Dr. Wahrman is a cultural historian of Western Europe in the transition from the pre-modern to the modern, focusing especially on Britain. Much of his work tries to understand what the terms in the previous sentence actually mean. What are the meaning and characteristics of modernity? How distant are we from our "pre-modern" or "early-modern" ancestors? Previous work took apart and then put together again some key narratives that the modern west tells about itself - first, the rise of class society and especially the middle class; and second, the emergence of the modern individual or modern self. In both cases Wahrman asked where do these narratives come from and what in fact were the historical developments that stood behind them (which were not at all those they claimed to represent).
Dr. Wahrman's main topics of interest therefore have been the meanings of identity and self - including categories of identity like gender, race and class; and their intersection with social, cultural and political trends. In recent years he have been drawn especially to the eighteenth century, when so many of those trends began. This interest is reflected in his role as the director of the Center for Eighteenth-Century Studies at Indiana University.
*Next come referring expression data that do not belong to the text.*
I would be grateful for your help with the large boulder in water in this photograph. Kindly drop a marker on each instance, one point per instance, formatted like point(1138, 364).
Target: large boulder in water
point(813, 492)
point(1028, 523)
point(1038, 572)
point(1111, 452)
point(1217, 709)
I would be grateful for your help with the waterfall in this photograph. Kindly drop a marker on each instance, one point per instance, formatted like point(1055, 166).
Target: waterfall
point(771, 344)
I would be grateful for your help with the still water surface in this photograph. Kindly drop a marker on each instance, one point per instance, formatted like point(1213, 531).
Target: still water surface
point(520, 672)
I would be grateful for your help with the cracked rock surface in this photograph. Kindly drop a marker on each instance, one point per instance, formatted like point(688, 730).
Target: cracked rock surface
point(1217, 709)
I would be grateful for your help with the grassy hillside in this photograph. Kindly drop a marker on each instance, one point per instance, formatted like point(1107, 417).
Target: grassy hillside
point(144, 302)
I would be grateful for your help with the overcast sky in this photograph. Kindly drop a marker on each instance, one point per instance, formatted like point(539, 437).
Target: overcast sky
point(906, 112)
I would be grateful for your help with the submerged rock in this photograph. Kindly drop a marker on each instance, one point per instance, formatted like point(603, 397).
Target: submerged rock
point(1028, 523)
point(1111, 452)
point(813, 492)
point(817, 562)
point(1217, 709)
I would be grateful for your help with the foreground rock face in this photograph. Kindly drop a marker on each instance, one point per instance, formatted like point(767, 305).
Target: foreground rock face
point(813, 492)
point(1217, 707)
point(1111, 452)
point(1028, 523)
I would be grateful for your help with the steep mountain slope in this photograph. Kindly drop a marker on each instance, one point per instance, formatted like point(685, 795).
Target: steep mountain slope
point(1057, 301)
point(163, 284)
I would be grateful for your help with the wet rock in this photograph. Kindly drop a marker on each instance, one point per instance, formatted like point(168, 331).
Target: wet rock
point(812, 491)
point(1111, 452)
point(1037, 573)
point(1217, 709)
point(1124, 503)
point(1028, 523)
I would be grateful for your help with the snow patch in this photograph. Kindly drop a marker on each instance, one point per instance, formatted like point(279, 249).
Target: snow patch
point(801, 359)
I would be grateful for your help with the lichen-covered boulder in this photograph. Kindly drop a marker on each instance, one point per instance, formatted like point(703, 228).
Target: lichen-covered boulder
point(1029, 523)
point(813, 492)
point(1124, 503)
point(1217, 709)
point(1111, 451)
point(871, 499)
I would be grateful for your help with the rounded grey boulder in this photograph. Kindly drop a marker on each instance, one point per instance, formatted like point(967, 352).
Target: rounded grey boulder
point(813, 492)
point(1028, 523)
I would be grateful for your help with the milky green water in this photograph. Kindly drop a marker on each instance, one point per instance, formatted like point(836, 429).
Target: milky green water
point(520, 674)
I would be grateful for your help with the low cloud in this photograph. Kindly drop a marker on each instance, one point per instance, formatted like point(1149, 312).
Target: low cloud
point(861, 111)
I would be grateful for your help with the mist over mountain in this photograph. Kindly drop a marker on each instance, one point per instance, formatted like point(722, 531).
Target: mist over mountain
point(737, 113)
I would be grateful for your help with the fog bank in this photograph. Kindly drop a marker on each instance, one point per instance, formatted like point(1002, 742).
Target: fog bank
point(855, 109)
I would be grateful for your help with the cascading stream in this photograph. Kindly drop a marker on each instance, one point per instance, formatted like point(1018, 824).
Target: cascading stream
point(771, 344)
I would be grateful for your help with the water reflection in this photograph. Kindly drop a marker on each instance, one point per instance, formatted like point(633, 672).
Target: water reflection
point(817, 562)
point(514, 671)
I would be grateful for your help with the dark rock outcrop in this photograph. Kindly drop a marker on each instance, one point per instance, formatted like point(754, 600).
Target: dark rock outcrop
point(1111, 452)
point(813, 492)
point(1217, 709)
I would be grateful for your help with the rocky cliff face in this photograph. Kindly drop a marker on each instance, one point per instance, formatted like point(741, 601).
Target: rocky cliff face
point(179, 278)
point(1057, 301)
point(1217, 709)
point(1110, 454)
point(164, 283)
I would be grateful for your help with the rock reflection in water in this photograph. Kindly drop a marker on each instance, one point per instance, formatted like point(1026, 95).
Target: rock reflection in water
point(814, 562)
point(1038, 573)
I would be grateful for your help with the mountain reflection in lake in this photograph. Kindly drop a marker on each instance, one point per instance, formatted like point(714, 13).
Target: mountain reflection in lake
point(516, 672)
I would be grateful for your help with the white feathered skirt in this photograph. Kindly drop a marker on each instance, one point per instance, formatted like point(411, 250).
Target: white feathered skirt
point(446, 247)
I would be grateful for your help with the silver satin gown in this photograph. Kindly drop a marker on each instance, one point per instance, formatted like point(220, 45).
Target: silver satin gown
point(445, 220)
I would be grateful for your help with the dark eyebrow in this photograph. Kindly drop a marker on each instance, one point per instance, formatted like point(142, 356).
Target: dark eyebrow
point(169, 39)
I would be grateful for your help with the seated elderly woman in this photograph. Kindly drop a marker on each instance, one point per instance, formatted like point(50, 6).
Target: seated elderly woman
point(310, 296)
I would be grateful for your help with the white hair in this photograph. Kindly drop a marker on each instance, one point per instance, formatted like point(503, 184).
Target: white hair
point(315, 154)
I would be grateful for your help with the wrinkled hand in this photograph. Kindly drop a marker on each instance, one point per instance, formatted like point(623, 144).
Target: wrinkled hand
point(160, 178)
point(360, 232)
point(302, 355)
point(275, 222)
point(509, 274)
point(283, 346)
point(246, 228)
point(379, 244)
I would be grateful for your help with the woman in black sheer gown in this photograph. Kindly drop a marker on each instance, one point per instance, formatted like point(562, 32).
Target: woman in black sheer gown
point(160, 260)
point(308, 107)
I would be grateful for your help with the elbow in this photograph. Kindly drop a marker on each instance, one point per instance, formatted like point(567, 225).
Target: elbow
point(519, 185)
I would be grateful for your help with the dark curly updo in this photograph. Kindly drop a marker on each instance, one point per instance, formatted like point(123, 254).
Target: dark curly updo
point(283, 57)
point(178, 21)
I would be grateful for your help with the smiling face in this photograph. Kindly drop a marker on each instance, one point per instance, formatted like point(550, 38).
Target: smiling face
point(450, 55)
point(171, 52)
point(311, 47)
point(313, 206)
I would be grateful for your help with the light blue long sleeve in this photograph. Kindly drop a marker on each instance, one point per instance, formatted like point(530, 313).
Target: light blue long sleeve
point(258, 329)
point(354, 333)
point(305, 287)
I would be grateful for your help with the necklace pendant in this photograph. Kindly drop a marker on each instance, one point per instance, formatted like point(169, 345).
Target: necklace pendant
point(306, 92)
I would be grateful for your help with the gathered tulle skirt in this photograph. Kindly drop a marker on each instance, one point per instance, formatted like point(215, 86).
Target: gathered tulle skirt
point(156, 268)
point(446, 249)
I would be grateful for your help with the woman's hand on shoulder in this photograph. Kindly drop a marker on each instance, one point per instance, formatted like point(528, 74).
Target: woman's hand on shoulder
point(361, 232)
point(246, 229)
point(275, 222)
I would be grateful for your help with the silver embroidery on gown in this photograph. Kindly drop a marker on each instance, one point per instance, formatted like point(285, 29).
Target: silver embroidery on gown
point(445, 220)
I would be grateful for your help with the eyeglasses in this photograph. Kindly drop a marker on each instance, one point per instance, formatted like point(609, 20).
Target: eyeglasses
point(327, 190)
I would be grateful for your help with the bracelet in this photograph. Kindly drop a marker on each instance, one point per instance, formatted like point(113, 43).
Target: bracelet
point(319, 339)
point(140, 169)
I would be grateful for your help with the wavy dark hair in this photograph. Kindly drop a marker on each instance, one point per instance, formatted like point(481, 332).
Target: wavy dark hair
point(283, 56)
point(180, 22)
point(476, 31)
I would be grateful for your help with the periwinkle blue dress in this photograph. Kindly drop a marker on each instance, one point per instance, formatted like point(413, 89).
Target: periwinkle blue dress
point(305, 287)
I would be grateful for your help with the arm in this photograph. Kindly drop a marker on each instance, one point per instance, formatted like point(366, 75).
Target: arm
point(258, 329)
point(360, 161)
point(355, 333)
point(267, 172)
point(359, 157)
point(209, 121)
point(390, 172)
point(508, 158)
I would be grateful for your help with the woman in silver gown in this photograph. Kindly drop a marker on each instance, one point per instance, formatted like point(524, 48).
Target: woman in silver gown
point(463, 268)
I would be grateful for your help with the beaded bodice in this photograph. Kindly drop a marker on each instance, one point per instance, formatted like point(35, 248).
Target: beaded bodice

He is currently completing two books. One is on a mysterious and virtually unknown painter from the late seventeenth and early eighteenth centuries whose work was (he argues) an ingenious commentary on the media revolution of this period and on the birth of modern politics. The other, which he is writing with Professor Jonathan Sheehan of the University of California-Berkeley, is about what differentiated the eighteenth century from the early modern period, a question that we want to answer through a close look at the changing role of god in the world as the source of order and harmony. In addition I have a separate interest in the history of Palestine and especially Jerusalem since the eighteenth century, and of photography in the Middle East.
Dr. Wahrman's work has been recognized with the North American Conference on British Studies Ben Snow Prize 2005, awarded to The Making of the Modern Self, the American Society for Eighteenth-Century Studies Louis Gottschalk Prize 2005, awarded to The Making of the Modern Self, the Frederick Burkhardt Residential Fellowship, American Council of Learned Societies, 2002/3, the American Society for Eighteenth-Century Studies. Clifford Prize 2001, awarded for "Gender in Translation: How the English Wrote their Juvenal, 1644-1815", Representations 65, Winter 1999.